A. Penulis, tempat, dan waktu: Kitab ini ditulis oleh Yakobus seorang hamba Allah dan dari Tuhan Yesus Kristus, saudara dari Tuhan Yesus dalam daging (1:1; Mat. 13:55), kepada dua belas suku Israel di perantauan (lihat 1:1 dan catatan kaki 3 dan 4). Karena isinya tidak menyebutkan gereja telah merosot, kitab ini mungkin ditulis sekitar tahun 50 M. Karena tidak mudah menemukan bukti bahwa pada saat Yakobus meninggalkan Yerusalem, kitab ini mungkin ditulis di Yerusalem.

B. Subyek: praktek kesempurnaan orang Kristen.

C. Latar belakang: Setelah mempelajari tulisan-tulisan Paulus dan semua Berita pelajaran-Hayat pada tulisan-tulisan ini, tidak diragukan lagi kita akan terpengaruh untuk menerima terang mengenai ekonomi Allah dan dikuatkan karenanya. Tetapi ada kemungkinan bahwa kita mungkin ceroboh dalam tingkah laku kita atau bahwa kita dapat menolak perkara tentang praktek kesempurnaan orang Kristen. Oleh karena itu, kita keseimbangan yang disediakan oleh kitab Yakobus.

Karakteristik khusus dari surat Rasul Yakobus ini adalah bahwa kitab ini menunjukkan bahwa kita mungkin sangat kuat dalam ekonomi Allah, namun kita mungkin tidak sempura dan menyeluruh dalam tingkah laku orang Kristen kita dalam kehidupan sehari-hari kita. Banyak dari kita dapat bersaksi bahwa kita telah melihat visi mengenai ekonomi Allah dan bahwa kita benar-benar bagi visi ini. Tetapi, kita masih perlu memparhatikan tingkah laku dalam kehidupan kita sehari-hari. Seorang saudara dapat dengan mudah marah terhadap saudara kandungnya, atau seorang saudari tidak memiliki sikap yang tepat terhadap ibunya. Dalam perkara-perkara demikian, saudara dan saudari itu tidak lengkap dan sempurna. Ini adalah suatu ilustrasi tentang fakta bahwa kita perlu firman yang seimbang yang ditemukan di dalam kitab Yakobus ini.
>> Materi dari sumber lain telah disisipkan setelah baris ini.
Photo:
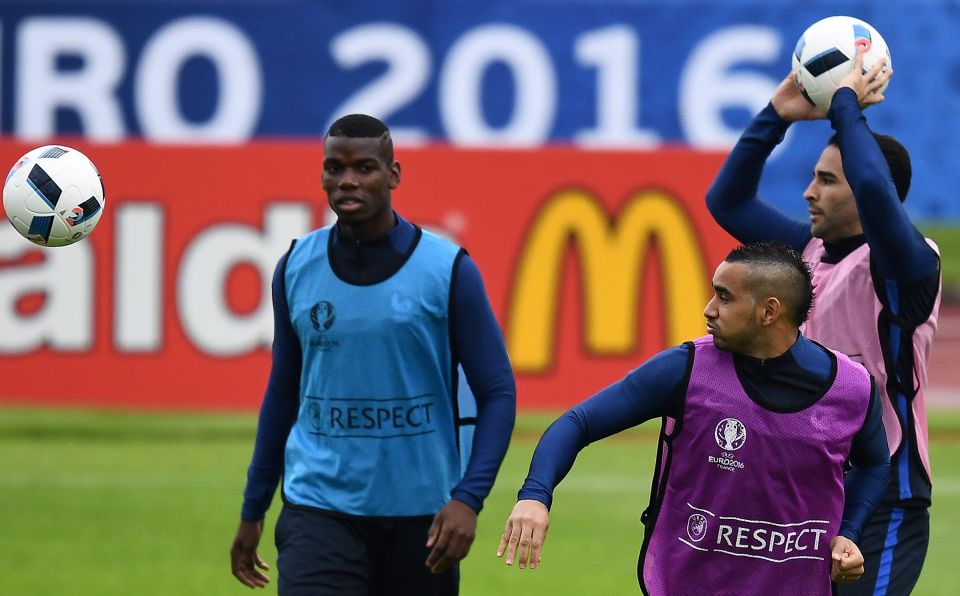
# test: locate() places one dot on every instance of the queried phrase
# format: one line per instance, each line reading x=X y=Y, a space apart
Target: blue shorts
x=894 y=546
x=323 y=553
Di dalam Kisah Para Rasul 21, Yakobus dengan tegas memberitahu Paulus bahwa banyak kaum imani yang masih tetap senang akan hukum taurat. Ia juga meminta Paulus untuk menjalankan nazar orang Nazir dalam suatu upacara pentahiran selama tujuh hari dan menanggung biaya beberapa saudara yang tidak dapat membayarnya. Kitab Yakobus adalah percampuran dispensasi hukum taurat dengan dispensasi kasih karunia. Ia tidak jelas mengenai ekonomi Perjanjian Baru Allah (Kis. 21:23-24, 26 dan catatan kaki 1).
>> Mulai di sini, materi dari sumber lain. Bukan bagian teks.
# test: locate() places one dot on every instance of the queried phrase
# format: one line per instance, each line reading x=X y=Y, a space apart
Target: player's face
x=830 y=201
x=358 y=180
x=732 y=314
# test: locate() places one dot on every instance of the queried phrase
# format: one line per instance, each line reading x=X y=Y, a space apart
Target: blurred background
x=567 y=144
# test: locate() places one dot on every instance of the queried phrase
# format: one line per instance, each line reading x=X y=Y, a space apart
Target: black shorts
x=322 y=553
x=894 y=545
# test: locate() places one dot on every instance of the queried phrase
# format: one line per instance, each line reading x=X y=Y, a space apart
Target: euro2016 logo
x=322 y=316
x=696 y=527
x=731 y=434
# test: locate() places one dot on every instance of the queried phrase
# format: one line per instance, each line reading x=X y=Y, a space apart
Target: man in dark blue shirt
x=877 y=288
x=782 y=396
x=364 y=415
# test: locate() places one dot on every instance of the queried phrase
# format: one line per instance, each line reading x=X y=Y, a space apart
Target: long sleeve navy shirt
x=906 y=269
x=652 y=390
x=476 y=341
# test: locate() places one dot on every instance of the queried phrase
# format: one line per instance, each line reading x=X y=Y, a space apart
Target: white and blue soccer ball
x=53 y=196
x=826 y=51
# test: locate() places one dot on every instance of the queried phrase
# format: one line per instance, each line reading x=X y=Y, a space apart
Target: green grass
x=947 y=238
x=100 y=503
Tambahan untuk penyediaan keseimbangan, surat Rasul Yakobus juga menyajikan suatu peringatan yang kuat bahwa adalah mungkin bagi seseorang untuk menjadi sangat saleh tetapi tidak jelas mengenai ekonomi Perjanjian Baru Allah. Menurut sejarah gereja, Yakobus terkenal karena memperhidupkan suatu kehidupan yang saleh. Ada satu catatan yang mengatakan bahwa Yakobus meluangkan sangat banyak waktu berlutut berdoa sehingga lututnya menjadi kebal. Yakobus tentu adalah seorang manusia yang saleh, seorang yang berdoa, dan doa itu ditekankan dalam surat Rasulinya. Walaupun demikian, Yakobus tidak memiliki suatu pandangan yang jelas mengenai perbedaan antara kasih karunia dan hukum taurat; yaitu, ia tidak memiliki suatu pandangan yang jelas mengenai ekonomi Allah. Di dalam tulisan-tulisannya ada sindiran-sindiran. Tetapi, surat Rasulinya mengenai tingkah laku orang Kristen terkenal dan luar biasa serta menekankan praktek kesempurnaan orang Kristen. Untuk alasan ini, di dalam 1:4, Yakobus menunjukkan bahwa kaum imani harus lengkap dan sempurna, tidak kekurangan sesuatu apapun."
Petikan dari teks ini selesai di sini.